Una pesada sensación oprimía los hombros de Vladímir, como si la armadura más gruesa no pudiera protegerlo del peso de aquel momento. El aire en el pasillo estaba denso de historias no contadas y promesas hechas en la infancia, cuando él y Yarópolk corrían por los mismos senderos, jugando a ser príncipes y guerreros. Ahora el juego se había vuelto real, y lo que estaba en juego no era un trono de juguete, sino el destino de toda la Rus.
El príncipe sentía una lucha interna, como si dos mitades iguales de su ser se desgarraran en partes. Una mitad, forjada por ambición y deseo de poder, recordaba la herencia de Sviatoslav y el deber de ser un gobernante fuerte. La otra mitad, hecha de amor y recuerdos, susurraba sobre cómo compartían sueños bajo el cielo estrellado de Kiev.
Entró en la habitación donde Yarópolk estaba sentado junto a la ventana, mirando a lo lejos, aunque sus ojos estaban vacíos y orgullosos. Entre los hermanos cayó un pesado silencio, como si mil palabras no dichas flotaran en el aire.
Vladímir sentía cómo cada latido de su corazón resonaba en ese silencio, recordándole el peso de la decisión que se avecinaba. Sabía que el perdón parecía imposible, como intentar detener una inundación primaveral con la mano. La traición era demasiado profunda, las heridas demasiado recientes.
Pero el deseo de poder de repente le pareció vacío cuando vio en los ojos de su hermano al mismo niño con quien había compartido los primeros secretos. Vladímir recordó las palabras de su abuela Olga: la verdadera fuerza no reside en dominar a los demás, sino en dominarse a uno mismo.
Bajó la espada que había apretado instintivamente en su mano. El sonido del metal al chocar con el suelo de la chimenea resonó como un veredicto. No era una derrota; era una elección. Elegir la hermandad sobre el poder significaba reconocer que había algo más importante que el trono.
Yarópolk levantó la cabeza, y en sus ojos apareció un destello de algo olvidado hace mucho tiempo: esperanza o quizás simplemente sorpresa. No dijeron nada, pero aquel silencio hablaba más que cualquier palabra.
Vladímir salió de la habitación, sintiendo una ligereza inusual. No renunció al poder, pero lo replanteó. La fuerza construida sobre traición y sangre resultaba frágil.

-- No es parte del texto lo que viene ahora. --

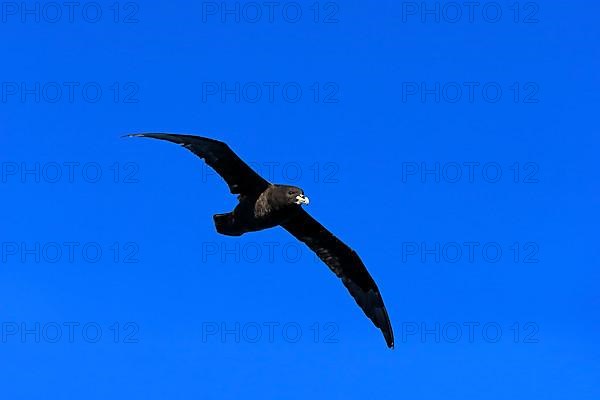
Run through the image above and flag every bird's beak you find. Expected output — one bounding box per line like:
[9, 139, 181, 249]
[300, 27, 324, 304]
[295, 194, 310, 204]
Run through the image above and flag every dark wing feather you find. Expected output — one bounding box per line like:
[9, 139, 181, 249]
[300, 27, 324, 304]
[282, 209, 394, 348]
[128, 133, 270, 194]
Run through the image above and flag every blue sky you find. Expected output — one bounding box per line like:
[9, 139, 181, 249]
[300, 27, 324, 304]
[0, 1, 600, 399]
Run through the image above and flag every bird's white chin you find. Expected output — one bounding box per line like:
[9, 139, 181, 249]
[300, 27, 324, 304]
[294, 194, 310, 204]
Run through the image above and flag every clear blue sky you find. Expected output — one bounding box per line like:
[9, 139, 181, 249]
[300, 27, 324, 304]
[0, 0, 600, 399]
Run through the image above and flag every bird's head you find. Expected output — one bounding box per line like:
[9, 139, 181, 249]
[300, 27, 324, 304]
[273, 185, 309, 206]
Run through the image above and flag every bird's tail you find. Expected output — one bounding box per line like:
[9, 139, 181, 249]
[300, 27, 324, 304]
[213, 213, 244, 236]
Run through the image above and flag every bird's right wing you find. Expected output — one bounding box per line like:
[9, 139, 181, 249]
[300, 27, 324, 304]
[281, 209, 394, 348]
[127, 133, 270, 194]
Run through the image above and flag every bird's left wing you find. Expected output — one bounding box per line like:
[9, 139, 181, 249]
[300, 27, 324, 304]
[282, 209, 394, 348]
[127, 133, 270, 194]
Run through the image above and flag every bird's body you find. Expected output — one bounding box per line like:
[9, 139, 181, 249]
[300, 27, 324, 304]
[213, 185, 306, 236]
[129, 133, 394, 348]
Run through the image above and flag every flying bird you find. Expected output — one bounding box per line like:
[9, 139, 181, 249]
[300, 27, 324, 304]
[126, 133, 394, 348]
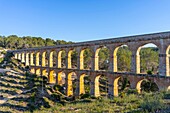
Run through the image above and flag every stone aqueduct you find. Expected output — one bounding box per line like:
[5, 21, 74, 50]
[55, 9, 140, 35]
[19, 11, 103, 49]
[10, 32, 170, 96]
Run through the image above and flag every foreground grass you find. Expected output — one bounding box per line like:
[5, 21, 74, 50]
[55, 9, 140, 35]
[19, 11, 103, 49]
[0, 53, 170, 113]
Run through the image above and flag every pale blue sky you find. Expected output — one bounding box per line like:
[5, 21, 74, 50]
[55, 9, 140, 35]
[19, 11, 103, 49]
[0, 0, 170, 42]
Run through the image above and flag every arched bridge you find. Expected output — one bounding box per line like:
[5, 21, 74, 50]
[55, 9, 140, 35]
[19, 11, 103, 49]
[10, 32, 170, 96]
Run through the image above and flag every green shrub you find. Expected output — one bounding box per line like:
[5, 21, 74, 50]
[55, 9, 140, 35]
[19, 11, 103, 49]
[80, 93, 90, 99]
[141, 94, 166, 112]
[147, 70, 153, 75]
[51, 93, 61, 101]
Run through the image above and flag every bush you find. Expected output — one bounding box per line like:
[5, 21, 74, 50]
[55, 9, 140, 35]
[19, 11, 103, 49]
[51, 93, 61, 101]
[141, 94, 166, 112]
[80, 93, 90, 99]
[147, 70, 153, 75]
[127, 89, 138, 95]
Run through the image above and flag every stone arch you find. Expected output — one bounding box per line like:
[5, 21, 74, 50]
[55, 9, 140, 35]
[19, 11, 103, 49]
[113, 76, 130, 97]
[113, 44, 132, 72]
[94, 46, 110, 70]
[56, 71, 65, 86]
[41, 68, 48, 77]
[49, 50, 57, 67]
[136, 78, 159, 94]
[35, 52, 40, 66]
[136, 43, 159, 74]
[136, 79, 147, 94]
[66, 72, 77, 96]
[41, 51, 47, 67]
[18, 53, 21, 60]
[113, 77, 121, 97]
[67, 49, 77, 68]
[57, 49, 66, 68]
[94, 75, 101, 97]
[25, 52, 30, 66]
[78, 47, 92, 70]
[48, 69, 56, 84]
[30, 52, 34, 66]
[167, 86, 170, 91]
[78, 73, 85, 95]
[166, 45, 170, 76]
[35, 68, 41, 75]
[21, 52, 25, 62]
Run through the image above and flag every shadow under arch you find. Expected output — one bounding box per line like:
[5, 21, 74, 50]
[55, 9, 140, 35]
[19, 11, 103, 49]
[166, 45, 170, 76]
[66, 72, 77, 96]
[41, 51, 48, 67]
[79, 48, 92, 70]
[113, 44, 132, 72]
[136, 79, 159, 94]
[49, 50, 57, 67]
[57, 49, 66, 68]
[94, 46, 110, 70]
[136, 43, 159, 74]
[113, 76, 130, 97]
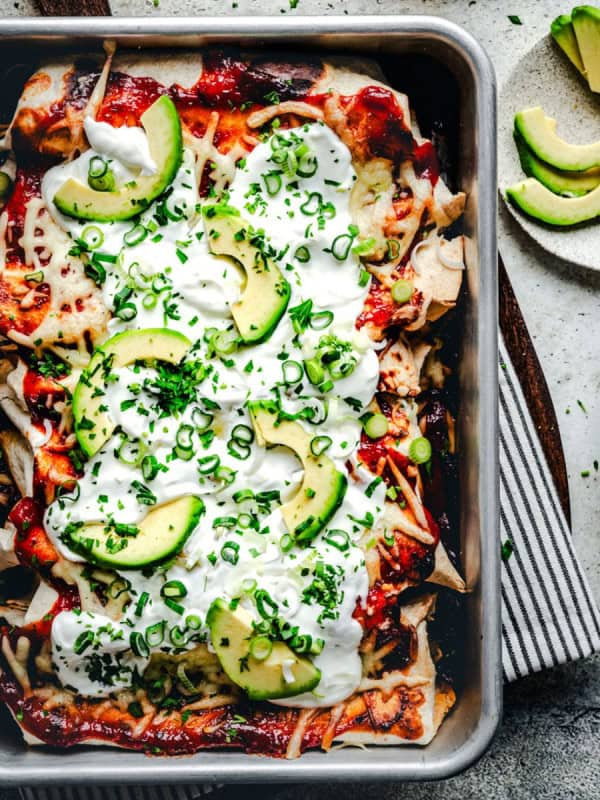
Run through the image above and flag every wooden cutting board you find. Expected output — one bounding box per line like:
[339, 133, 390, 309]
[27, 0, 571, 525]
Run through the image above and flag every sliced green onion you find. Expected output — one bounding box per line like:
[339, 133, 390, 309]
[198, 453, 221, 475]
[160, 581, 187, 600]
[304, 358, 325, 386]
[294, 244, 310, 264]
[79, 225, 104, 250]
[129, 631, 150, 658]
[221, 542, 240, 566]
[135, 592, 150, 617]
[88, 156, 108, 178]
[281, 361, 304, 386]
[123, 222, 148, 247]
[250, 636, 273, 661]
[408, 436, 431, 464]
[73, 631, 95, 656]
[231, 423, 254, 444]
[392, 278, 415, 303]
[106, 577, 131, 600]
[145, 619, 166, 647]
[169, 625, 187, 648]
[323, 528, 350, 552]
[215, 465, 237, 486]
[262, 172, 282, 197]
[142, 456, 160, 481]
[175, 425, 194, 450]
[254, 589, 279, 619]
[310, 436, 333, 458]
[310, 310, 334, 331]
[296, 150, 319, 178]
[185, 614, 202, 631]
[364, 414, 388, 439]
[331, 233, 354, 261]
[232, 489, 254, 503]
[387, 239, 400, 261]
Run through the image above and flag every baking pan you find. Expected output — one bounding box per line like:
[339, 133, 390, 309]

Al salir al aire libre, la aurora comenzaba a aparecer sobre Kiev. La ciudad despertaba sin sospechar la difícil elección que había hecho su príncipe.
Vladímir contempló las cúpulas doradas y el río Dniéper, sintiendo una nueva comprensión del mundo. Esta elección era solo el comienzo de un nuevo camino.
Regresó al palacio, donde le esperaban consejeros y comandantes. Sus pasos eran firmes; su mirada, decidida.
La prueba de la hermandad había sido superada; nuevas dificultades esperaban: la unificación de tierras, la confrontación con amenazas externas y la búsqueda del camino espiritual.
Vladímir sabía que aquel día era solo una página en el gran libro de su vida; una página que cambiaría para siempre todos los eventos futuros.